The GOP's 20-week trap: Congress' new antiabortion bill is all about Roe v. Wade

Anti-choice advocates pretend a 20-week abortion ban is to prevent "fetal pain." Here's what it's really about

Published January 21, 2015 4:43PM (EST)

  (AP/Beck Diefenbach)
(AP/Beck Diefenbach)

In the early weeks of the 114th Congress, Republicans have made abortion access their top priority -- that is to say, they've made curtailing access number one on the list. On Thursday, the House is scheduled to vote on the GOP-backed Pain-Capable Unborn Child Protection Act, a bill that would ban virtually all abortions after a fetus is 20 weeks old. Despite being based on dubious junk science, the bill has been resuscitated repeatedly and could provide a key method for anti-choicers to destroy Roe v. Wade, who deny that overcoming Roe is their intention.

Counterpoint: That is exactly what the bill is about. According to Mother Jones' Molly Redden, the push for 20-week abortion bans began shortly after the Supreme Court's decision in Roe, and by the mid-1980s they comprised anti-choicers' earliest efforts at enforcing TRAP laws:

That's when a Northwestern University law professor named Victor Rosenblum proposed that abortion opponents should seek to pass laws that gnawed at its edges, and hope that judges would let those revisions stand. The so-called incrementalists notched their biggest victory in 1989, when the Supreme Court upheld parts of a controversial Missouri law that required doctors to perform costly viability tests before performing abortions for women who appeared to be at least 20 weeks pregnant. [...] The liberal justices went as far as drafting a dissent that read, "Roe no longer survives."

Samuel Lee, who wrote that provision of the Missouri bill while he was a lobbyist for Missouri Citizens for Life, says the 20-week requirement "was designed as an opportunity to attack [Roe]" and the viability framework it established. "The 20-week gestational age was chosen to push the envelope on when the state's interest in protecting the life of the unborn could take place," he explains. "It was chosen because it was earlier than the earliest limits of viability at the time, but not so early that the unborn child could never be viable."

But varying contentions about fetal age -- which differ based on whether one starts counting at the date of a woman's last menstrual period, as the medical community does, or by counting the weeks from fertilization, as advocates of the 20-week abortion ban would have it -- betray the push. 20-week abortion bans, as proposed by Congress and enacted in 12 states, apply in practice to 22-week-old fetuses, pushing the limits of viability with inaccuracies.

And (though it's doubtful) that could be why some GOP legislators have begun to withdraw support for the 20-week abortion ban.

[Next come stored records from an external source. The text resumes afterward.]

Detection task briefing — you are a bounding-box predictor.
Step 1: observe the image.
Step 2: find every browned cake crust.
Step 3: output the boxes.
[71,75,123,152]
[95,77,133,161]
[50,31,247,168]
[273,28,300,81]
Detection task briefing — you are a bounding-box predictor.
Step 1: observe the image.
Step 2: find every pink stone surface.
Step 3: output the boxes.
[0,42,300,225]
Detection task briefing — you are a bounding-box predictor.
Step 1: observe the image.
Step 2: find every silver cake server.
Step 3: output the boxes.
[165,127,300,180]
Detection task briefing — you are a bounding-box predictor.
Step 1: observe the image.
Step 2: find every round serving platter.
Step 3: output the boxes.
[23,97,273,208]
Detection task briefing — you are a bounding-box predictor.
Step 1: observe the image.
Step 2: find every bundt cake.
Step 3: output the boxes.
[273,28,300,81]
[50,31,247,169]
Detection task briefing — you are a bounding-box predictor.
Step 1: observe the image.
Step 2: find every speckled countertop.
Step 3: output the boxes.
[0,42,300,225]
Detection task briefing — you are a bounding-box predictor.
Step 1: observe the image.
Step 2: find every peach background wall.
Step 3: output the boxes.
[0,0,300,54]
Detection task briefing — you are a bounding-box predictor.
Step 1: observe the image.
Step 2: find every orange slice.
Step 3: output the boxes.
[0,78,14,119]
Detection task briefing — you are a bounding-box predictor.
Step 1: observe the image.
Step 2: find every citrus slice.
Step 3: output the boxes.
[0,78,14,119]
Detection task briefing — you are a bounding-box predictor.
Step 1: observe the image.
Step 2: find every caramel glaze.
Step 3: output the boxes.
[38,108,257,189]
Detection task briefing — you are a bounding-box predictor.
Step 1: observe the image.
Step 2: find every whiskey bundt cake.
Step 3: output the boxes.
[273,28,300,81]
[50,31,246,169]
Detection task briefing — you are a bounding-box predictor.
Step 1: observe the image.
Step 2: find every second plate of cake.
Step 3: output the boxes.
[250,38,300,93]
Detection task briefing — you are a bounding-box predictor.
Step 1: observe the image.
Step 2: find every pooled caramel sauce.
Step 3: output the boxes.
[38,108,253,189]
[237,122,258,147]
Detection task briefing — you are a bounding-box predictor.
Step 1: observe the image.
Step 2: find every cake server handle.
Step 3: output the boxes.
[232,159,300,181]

On Tuesday, Republican Reps. Renee Ellmers and Jackie Walorski publicly requested to remove their names from the bill, after expressing concern over the ban's narrow exception for victims of rape and incest and concerns that the law could alienate young voters.

Their apprehension isn't unfounded: as Redden points out, bans on later-term abortion tend to overlook the lived experiences of women who seek them, often because of dangerous fetal anomalies. Concern for those women has fired up younger voters, and presented a new challenge to the GOP: to stand by the phony science of "fetal pain," or to call the law what it really is -- an attack on Roe, and on women.